- Pitcher / Coach
- Born: March 8, 1986 (age 40) St. Louis, Missouri, U.S.
- Bats: SwitchThrows: Left
- Stats at Baseball Reference

Teams
- As coach New York Mets (2020-2021);

= Ricky Meinhold =

American baseball player (born 1986)

Ricky Meinhold (born March 8, 1986) is an American former professional baseball pitcher who currently serves as the pitching coordinator for the Toronto Blue Jays of Major League Baseball (MLB). He has previously worked in MLB for the St. Louis Cardinals and New York Mets, in the KBO League for the Lotte Giants, in the Southeastern Conference for the Missouri Tigers, and in the Sun Belt Conference for the Appalachian State Mountaineers.

==Early life==
Meinhold was born in St. Louis, Missouri. He attended Westmont High School in Campbell, California, and Georgia College & State University in Milledgeville, Georgia. Meinhold attended West Valley College in Saratoga, California from 2004 to 2006 earning an Associate of Arts in Liberal Arts and Sciences, General Studies and Humanities. From 2006 to 2008, Meinhold attended Drury University in Springfield, Missouri earning a Bachelor of Arts in Kinesiology and Exercise Science. He graduated in 2009.

==Playing career==
While attending Drury University he played for both the Drury Panthers baseball team from 2007 to 2008 and the basketball team for the 2008–09 season.

Not being drafted coming out of college by a major league team, Meinhold was signed by the Gateway Grizzlies of the independent Frontier League on April 29, 2009, however, he would be released on May 17, 2009, having never played for the team. Meinhold began his playing career with the Windy City ThunderBolts after being signed on July 23, 2009. He posted a 4–3 record with a 3.35 ERA and 44 strikeouts in 11 games. His 2010 contract exercise was picked up by the Thunderbolts on December 3, 2009, and was signed to an extension on April 8, 2010. The 2010 season with the Thunderbolts proved poorly for Meinhold as he compiled an 0–2 record and a 5.56 ERA in 16 games. On July 15, 2010, Meinhold was traded to the Grizzlies, and the following day he was signed to a contract extension. His 2010 season with the Grizzlies was a poorer effort as he posted a 1–2 record with an 8.19 ERA. His contract option was picked up by the Grizzlies for the 2011 season but would be released on December 10, 2010, ending his playing career in the United States.

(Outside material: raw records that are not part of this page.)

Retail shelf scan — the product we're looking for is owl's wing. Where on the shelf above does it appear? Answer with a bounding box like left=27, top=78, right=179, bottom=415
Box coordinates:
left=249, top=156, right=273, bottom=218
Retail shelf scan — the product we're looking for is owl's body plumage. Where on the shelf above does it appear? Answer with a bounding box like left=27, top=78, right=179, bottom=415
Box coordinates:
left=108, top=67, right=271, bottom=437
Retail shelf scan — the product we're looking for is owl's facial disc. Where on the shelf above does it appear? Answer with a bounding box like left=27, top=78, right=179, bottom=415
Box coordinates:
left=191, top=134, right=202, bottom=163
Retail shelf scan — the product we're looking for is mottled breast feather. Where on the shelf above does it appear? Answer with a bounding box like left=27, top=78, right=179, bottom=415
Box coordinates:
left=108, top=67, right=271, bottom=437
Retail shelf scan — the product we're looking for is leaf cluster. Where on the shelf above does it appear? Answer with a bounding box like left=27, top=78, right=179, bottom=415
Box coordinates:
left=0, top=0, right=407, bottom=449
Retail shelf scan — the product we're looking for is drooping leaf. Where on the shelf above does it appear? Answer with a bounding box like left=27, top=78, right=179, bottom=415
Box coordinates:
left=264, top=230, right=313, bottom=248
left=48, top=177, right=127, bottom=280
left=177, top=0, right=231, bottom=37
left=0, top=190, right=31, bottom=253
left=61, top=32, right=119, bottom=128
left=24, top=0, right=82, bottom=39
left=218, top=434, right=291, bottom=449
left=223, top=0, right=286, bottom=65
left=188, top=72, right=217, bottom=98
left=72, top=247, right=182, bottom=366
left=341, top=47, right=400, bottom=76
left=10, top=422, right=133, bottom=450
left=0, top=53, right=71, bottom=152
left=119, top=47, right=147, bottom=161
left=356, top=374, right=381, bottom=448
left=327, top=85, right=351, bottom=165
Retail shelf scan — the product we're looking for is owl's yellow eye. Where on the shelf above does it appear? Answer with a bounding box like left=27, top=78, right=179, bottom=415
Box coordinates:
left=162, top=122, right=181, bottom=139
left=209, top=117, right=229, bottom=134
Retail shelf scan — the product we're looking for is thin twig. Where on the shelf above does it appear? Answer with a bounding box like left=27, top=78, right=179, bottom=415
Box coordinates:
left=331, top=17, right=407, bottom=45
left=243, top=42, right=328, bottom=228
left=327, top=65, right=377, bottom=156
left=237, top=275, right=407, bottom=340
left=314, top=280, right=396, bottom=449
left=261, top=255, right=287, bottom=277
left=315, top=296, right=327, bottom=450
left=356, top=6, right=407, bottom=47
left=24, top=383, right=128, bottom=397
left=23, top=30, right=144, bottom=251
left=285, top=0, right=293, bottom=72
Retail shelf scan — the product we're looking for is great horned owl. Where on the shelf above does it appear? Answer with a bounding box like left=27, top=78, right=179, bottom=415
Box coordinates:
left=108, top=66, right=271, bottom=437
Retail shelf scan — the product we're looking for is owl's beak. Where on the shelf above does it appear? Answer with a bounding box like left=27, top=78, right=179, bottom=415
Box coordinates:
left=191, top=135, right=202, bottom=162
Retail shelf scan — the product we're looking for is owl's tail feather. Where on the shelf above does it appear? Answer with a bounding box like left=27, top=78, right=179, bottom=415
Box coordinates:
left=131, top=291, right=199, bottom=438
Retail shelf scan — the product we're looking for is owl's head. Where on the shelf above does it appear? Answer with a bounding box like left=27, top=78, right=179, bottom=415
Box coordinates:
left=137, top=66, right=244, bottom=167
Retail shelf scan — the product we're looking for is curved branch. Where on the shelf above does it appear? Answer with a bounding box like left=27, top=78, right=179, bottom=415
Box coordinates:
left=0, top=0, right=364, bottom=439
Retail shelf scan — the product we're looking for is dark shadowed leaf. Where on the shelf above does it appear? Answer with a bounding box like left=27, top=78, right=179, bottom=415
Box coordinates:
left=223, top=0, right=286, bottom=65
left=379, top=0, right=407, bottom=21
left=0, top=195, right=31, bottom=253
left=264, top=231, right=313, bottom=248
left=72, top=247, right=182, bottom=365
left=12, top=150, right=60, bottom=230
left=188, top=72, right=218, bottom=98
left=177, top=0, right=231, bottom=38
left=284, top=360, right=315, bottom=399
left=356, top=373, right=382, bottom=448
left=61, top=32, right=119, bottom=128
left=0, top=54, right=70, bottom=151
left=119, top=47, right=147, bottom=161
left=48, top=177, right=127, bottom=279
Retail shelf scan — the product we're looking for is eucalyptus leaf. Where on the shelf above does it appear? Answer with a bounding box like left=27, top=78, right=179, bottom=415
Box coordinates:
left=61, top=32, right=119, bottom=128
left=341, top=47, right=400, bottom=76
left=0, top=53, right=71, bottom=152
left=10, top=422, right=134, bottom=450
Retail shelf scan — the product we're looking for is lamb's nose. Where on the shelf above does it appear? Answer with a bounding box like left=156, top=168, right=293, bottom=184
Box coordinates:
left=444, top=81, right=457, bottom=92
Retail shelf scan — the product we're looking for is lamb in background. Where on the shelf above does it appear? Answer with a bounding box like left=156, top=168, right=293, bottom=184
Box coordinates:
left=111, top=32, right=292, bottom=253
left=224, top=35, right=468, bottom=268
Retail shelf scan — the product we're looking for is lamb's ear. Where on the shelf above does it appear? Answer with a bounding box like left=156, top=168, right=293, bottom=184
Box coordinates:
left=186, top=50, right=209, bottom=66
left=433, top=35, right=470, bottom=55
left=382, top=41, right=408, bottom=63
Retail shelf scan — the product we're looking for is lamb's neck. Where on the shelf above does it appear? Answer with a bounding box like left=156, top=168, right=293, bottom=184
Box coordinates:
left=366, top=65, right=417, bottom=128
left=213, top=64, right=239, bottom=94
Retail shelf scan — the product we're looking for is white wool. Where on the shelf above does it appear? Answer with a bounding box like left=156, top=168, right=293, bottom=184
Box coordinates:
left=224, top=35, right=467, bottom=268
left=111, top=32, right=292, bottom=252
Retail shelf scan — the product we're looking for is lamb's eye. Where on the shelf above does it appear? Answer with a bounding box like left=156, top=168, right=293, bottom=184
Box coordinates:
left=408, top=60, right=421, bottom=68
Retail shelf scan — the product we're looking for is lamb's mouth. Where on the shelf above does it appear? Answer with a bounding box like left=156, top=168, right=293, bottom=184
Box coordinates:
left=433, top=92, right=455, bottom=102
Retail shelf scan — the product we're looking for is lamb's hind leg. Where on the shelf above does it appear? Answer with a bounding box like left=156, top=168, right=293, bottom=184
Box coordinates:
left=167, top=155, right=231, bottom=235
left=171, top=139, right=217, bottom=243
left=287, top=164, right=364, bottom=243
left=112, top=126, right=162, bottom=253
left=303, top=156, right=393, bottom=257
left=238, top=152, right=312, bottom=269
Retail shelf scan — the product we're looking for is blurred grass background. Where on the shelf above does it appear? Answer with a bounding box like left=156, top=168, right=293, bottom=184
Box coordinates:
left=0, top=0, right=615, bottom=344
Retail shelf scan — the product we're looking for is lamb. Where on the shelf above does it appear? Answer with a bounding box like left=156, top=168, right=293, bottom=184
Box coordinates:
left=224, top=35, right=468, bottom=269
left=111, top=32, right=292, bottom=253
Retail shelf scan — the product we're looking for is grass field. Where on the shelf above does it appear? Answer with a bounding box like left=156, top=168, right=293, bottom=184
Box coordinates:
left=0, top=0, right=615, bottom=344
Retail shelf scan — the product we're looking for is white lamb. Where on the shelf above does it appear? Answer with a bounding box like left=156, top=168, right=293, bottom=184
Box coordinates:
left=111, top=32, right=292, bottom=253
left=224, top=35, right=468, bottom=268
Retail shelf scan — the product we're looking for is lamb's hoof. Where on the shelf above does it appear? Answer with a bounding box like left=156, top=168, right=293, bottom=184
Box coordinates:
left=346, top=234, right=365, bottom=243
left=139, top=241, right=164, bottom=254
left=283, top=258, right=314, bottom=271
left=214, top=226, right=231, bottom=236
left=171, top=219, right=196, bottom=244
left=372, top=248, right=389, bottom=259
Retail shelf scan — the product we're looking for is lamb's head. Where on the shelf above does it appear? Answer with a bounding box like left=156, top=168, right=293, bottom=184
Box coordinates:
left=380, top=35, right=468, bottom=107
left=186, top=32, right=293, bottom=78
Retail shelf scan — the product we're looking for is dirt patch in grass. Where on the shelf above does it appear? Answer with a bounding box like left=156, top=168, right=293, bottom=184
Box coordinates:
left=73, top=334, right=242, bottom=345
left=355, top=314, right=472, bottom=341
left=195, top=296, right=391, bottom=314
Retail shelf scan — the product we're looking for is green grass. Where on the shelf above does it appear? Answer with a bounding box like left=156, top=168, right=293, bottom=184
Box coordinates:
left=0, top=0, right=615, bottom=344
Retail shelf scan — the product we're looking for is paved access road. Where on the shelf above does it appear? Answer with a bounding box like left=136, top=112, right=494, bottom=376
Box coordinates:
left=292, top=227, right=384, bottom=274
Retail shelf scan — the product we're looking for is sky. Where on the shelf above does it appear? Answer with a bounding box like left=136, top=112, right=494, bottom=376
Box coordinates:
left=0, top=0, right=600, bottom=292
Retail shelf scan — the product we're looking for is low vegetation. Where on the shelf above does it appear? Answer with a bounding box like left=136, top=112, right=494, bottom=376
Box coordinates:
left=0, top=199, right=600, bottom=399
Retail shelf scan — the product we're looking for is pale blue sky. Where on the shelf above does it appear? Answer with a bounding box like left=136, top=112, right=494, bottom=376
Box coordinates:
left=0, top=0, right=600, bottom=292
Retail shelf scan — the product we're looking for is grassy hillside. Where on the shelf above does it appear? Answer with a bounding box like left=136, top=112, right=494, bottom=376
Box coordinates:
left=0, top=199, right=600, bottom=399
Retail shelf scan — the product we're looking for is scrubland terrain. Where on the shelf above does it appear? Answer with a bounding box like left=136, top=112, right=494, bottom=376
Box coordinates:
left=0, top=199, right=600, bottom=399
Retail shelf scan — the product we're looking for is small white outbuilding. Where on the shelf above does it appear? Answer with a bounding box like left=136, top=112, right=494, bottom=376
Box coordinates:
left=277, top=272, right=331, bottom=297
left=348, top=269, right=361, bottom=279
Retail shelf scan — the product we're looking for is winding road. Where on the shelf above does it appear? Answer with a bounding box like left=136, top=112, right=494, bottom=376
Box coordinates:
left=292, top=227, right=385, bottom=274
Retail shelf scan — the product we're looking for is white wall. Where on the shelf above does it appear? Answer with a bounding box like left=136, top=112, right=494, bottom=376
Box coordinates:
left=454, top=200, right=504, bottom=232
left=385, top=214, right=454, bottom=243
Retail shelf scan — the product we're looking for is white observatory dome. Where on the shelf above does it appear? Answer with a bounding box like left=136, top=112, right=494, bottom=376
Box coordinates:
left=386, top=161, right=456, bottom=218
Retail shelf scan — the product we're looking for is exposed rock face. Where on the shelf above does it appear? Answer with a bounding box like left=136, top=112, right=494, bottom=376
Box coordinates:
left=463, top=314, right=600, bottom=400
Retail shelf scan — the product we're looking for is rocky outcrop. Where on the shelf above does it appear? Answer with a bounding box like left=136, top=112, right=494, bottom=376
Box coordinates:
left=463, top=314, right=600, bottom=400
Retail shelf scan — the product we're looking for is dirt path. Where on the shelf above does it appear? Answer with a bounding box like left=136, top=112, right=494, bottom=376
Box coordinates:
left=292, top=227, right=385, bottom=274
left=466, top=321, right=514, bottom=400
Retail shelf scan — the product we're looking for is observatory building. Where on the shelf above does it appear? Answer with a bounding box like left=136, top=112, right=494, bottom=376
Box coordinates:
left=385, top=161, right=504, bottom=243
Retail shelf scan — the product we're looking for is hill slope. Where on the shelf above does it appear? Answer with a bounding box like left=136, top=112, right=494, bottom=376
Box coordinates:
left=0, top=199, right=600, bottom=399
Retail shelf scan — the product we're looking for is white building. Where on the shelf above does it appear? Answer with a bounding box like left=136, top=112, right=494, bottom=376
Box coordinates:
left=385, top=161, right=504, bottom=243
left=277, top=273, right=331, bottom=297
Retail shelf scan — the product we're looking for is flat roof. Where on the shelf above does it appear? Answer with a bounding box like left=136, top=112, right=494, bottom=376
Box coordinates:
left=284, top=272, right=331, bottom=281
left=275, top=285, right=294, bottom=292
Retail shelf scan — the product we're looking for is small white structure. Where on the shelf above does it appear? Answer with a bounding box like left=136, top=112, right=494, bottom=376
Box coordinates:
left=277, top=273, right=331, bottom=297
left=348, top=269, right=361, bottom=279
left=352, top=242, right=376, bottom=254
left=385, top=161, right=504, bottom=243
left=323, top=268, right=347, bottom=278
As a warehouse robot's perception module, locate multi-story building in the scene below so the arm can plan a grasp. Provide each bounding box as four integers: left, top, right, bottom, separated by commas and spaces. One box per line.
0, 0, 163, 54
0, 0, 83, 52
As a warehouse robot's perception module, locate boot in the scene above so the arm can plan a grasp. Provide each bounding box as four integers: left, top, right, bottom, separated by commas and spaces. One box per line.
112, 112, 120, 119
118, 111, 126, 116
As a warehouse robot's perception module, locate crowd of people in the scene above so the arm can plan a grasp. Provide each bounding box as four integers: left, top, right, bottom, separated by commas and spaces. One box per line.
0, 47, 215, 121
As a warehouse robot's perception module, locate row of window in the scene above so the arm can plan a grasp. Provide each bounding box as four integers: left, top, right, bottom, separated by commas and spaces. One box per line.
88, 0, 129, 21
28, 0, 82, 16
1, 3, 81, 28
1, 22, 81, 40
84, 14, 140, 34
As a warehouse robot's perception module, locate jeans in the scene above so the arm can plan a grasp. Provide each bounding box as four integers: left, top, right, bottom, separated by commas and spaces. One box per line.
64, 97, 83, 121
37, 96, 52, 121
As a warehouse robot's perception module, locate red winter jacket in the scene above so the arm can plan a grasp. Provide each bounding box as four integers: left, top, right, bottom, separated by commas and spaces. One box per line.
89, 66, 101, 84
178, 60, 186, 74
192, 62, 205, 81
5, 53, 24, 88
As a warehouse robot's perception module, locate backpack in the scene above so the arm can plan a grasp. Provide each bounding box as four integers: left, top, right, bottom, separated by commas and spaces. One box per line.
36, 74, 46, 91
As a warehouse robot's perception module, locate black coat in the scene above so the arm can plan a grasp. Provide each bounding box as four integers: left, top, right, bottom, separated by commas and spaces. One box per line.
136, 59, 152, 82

Meinhold moved to Australia and played for the South Australian team for the 2010 Claxton Shield regular season. He was the losing pitcher in the January 9, 2010, game against the Perth Heat losing 3-11.

==Coaching career==
===Coker College===
Following his playing career, Meinhold was hired as the pitching coach, recruiting coordinator, and assistant athletic director of administration at Coker College from July 2011 to December 2013, while he was earning his Master of Science in Sports Administration. He graduated in 2014.

===St. Louis Cardinals===
In 2013, Meinhold was hired as a scout and as a coach for the St. Louis Cardinals minor-league affiliate Palm Beach Cardinals. After the 2014 season he was promoted to being a professional major league scout. From 2017 to 2019, he served as the pitching development analyst.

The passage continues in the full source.